Je reçois un mail (de liste de discussion) où il est dit que pour appliquer une sorte de taxe carbone aux produits importés, un préalable serait de réformer l'OMC. Ça se discute. Et justement je retombe sur un vieux commentaire chez Publius, où je cherchais à expliquer ça.

Quand, pour parler "commerce et environnement", on parle de "dumping environnemental", c'est à la fois juste... et à préciser.

Plaçons-nous, si vous le voulez bien, d'un point de vue libéral[1] ou OMC, cherchant à préserver la possibilité d'un commerce à prix non faussés.

1- Dumping : le dumping consiste à minorer le prix d'un produit donné en masquant certains coûts de revient (qui seront financés ultérieurement, ou sur le prix d'autres produits). L'OMC autorise les Etats à lutter contre le dumping par des taxes antidumping - à condition de bien fonder le calcul de celles-ci.

Par cette logique, un Etat pourrait taxer des importations pour compenser le préjudice que l'exportateur fait subir à son propre capital environnemental, sans le comptabiliser dans ses prix.

2- Biens globaux : c'est aussi classé par l'OMC dans le chapitre dumping, mais c'est autre chose et c'est plus grave. Si un Etat produit en consommant des ressources globales (donc en dévaluant le patrimoine mondial, celui des autres Etats), les importateurs peuvent - et devraient - le taxer pour se rembourser du préjudice subi.

Ainsi, quand les pêcheurs de crevettes (shrimp) thaïlandais utilisent des filets qui mettent en danger une espèce protégée de tortues (turtle), ils dévaluent le capital mondial de biodiversité, et font donc une concurrence déloyale aux éleveurs américains de crevettes (décision OMC du 17 février 2004).

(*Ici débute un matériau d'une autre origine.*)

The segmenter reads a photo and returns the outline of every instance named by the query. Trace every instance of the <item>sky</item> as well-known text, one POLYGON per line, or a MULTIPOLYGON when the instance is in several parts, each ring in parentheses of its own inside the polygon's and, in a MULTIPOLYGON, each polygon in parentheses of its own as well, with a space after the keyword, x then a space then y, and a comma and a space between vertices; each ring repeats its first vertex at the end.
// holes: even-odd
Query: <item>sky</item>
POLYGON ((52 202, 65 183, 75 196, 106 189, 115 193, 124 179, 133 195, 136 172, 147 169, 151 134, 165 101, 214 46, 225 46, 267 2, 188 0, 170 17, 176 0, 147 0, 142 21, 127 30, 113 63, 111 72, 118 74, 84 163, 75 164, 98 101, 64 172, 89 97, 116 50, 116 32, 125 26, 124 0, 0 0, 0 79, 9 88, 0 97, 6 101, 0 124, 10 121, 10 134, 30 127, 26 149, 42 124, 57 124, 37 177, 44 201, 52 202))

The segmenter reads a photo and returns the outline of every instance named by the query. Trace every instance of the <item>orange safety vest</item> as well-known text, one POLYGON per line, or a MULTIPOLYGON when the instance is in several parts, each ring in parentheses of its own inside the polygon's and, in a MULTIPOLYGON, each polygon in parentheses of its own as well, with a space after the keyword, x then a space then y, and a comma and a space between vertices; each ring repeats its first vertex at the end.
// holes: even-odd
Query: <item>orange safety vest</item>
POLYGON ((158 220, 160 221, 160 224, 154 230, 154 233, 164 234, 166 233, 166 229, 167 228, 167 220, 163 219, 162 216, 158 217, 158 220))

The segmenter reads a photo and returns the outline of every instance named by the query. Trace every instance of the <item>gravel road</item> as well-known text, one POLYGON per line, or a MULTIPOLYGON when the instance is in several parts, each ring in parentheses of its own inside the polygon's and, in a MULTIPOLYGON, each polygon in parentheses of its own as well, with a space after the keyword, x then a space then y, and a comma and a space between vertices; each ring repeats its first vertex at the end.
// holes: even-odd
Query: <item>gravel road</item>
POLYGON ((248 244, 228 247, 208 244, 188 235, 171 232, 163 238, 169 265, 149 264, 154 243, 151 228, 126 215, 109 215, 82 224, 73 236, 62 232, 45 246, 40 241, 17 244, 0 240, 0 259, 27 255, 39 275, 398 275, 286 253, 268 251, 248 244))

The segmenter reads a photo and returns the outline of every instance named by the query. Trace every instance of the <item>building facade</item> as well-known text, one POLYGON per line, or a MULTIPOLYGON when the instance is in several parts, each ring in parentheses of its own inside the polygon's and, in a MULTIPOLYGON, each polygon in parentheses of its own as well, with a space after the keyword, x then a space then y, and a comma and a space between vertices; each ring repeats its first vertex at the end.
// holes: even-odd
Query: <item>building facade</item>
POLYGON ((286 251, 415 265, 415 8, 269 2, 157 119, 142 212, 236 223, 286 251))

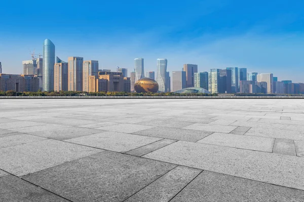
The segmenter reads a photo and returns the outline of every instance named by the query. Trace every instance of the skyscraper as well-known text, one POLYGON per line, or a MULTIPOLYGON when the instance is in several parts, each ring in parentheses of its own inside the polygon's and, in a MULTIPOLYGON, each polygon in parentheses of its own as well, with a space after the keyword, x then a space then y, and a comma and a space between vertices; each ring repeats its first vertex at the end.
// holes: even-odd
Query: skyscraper
POLYGON ((143 58, 134 59, 135 71, 135 81, 144 78, 144 70, 143 69, 143 58))
POLYGON ((172 92, 185 88, 186 81, 186 72, 172 72, 172 92))
POLYGON ((239 91, 239 68, 238 67, 227 67, 226 69, 231 70, 232 92, 238 92, 239 91))
POLYGON ((46 39, 43 43, 43 90, 54 90, 54 65, 55 65, 55 45, 46 39))
POLYGON ((256 81, 256 76, 257 75, 257 72, 248 73, 248 75, 247 75, 247 80, 248 81, 256 81))
POLYGON ((146 77, 149 78, 153 80, 155 80, 155 72, 147 72, 146 77))
POLYGON ((98 75, 98 61, 89 60, 83 64, 83 91, 89 92, 89 77, 98 75))
POLYGON ((203 88, 208 90, 208 72, 194 73, 194 87, 203 88))
POLYGON ((186 64, 184 65, 183 70, 186 72, 186 87, 194 87, 194 73, 198 72, 198 65, 186 64))
POLYGON ((117 72, 122 72, 124 77, 128 77, 128 69, 121 68, 119 67, 117 67, 117 72))
POLYGON ((68 63, 62 61, 58 57, 54 66, 54 91, 67 90, 68 63))
POLYGON ((159 91, 165 92, 166 91, 166 72, 167 72, 167 59, 157 59, 157 72, 156 82, 159 84, 159 91))
POLYGON ((68 90, 72 91, 83 91, 83 58, 68 57, 68 90))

Joseph Stiglitz estime que cette jurisprudence Shrimp/Turtle autorise les Etats signataires de Kyoto à taxer leur importations de produits (venant de pays non-Kyoto), selon la contribution de ces produits à l'effet de serre.

Cette appréciation de Joseph Stiglitz a été très critiquée, mais aucune de ces critiques à ma connaissance ne remet en cause le principe !

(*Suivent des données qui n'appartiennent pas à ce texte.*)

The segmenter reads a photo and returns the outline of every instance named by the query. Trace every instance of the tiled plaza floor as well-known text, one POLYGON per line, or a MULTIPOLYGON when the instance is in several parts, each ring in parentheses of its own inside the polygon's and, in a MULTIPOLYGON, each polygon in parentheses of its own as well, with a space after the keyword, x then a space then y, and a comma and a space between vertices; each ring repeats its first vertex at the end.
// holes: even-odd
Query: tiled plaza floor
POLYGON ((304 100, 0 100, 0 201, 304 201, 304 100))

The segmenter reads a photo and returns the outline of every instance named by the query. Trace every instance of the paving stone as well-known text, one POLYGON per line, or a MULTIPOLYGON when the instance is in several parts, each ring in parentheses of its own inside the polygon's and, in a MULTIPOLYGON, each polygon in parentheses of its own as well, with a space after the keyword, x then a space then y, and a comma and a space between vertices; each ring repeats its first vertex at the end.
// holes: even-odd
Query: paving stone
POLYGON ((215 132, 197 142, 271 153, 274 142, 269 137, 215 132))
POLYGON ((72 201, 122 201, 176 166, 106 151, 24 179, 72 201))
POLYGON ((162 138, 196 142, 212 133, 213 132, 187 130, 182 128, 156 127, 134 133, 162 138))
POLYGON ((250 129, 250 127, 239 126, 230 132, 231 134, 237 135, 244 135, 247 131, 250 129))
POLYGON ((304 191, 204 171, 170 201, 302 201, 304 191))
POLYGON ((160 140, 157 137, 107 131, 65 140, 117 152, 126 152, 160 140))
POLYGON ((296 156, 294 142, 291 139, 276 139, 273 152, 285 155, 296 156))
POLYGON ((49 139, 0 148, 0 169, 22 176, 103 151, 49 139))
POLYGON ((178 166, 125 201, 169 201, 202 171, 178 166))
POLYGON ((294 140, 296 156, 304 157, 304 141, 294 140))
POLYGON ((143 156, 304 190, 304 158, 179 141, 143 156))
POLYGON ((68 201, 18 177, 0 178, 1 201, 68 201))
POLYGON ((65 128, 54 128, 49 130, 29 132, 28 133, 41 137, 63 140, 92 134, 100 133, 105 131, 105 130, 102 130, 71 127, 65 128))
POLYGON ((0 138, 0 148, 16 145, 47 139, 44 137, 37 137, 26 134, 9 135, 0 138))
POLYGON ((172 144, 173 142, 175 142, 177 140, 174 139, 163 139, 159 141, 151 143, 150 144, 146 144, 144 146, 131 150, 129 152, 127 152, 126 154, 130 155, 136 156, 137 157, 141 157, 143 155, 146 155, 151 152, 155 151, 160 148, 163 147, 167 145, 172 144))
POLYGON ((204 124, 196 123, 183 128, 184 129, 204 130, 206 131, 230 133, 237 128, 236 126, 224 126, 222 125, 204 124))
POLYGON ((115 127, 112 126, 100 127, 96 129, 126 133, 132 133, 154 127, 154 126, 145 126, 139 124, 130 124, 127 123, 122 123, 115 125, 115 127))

Si j'ai bien compris les critiques disent essentiellement que pour appliquer une telle taxe antidumping, il faudrait d'abord prouver et chiffrer l'impact favorable du mécanisme de Kyoto sur l'effet de serre - prouver que les Etats non-Kyoto en question se sont effectivement accordés un avantage déloyal en créant un sur-effet de serre.

Ou dans le cadre d'une taxe carbone : prouver que les Etats hors périmètre de la taxe se sont effectivement accordés un avantage déloyal en ne créant pas un mécanisme similaire.

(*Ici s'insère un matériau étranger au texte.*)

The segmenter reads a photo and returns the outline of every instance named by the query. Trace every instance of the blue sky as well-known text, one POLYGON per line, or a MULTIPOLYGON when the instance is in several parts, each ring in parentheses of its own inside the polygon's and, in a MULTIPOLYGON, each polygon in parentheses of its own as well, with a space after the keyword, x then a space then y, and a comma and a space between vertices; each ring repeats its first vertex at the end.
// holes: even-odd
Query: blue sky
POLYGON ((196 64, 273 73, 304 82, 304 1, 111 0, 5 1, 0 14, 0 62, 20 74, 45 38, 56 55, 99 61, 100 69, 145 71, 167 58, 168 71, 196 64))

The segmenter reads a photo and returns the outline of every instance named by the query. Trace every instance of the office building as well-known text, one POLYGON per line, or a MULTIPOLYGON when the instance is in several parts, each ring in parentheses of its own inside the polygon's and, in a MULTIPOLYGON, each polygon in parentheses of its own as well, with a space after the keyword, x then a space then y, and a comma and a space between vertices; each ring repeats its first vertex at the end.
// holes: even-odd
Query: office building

Effectivement, ça ne sera pas ... coton. Il y aurait un peu de travail à faire là-dessus à l'OMC. Mais rien de monstrueux. Ce type de dispositions essentiellement techniques - le mode de calcul de préjudices - se construit... selon la pression de litiges en cours.

Messieurs les Européens, tirons les premiers !

Vive le commerce libre et la juste comptabilisation du capital environnemental planétaire !

Notes

[1] Le titre du billet est un clin d'oeil à notre wikiostar.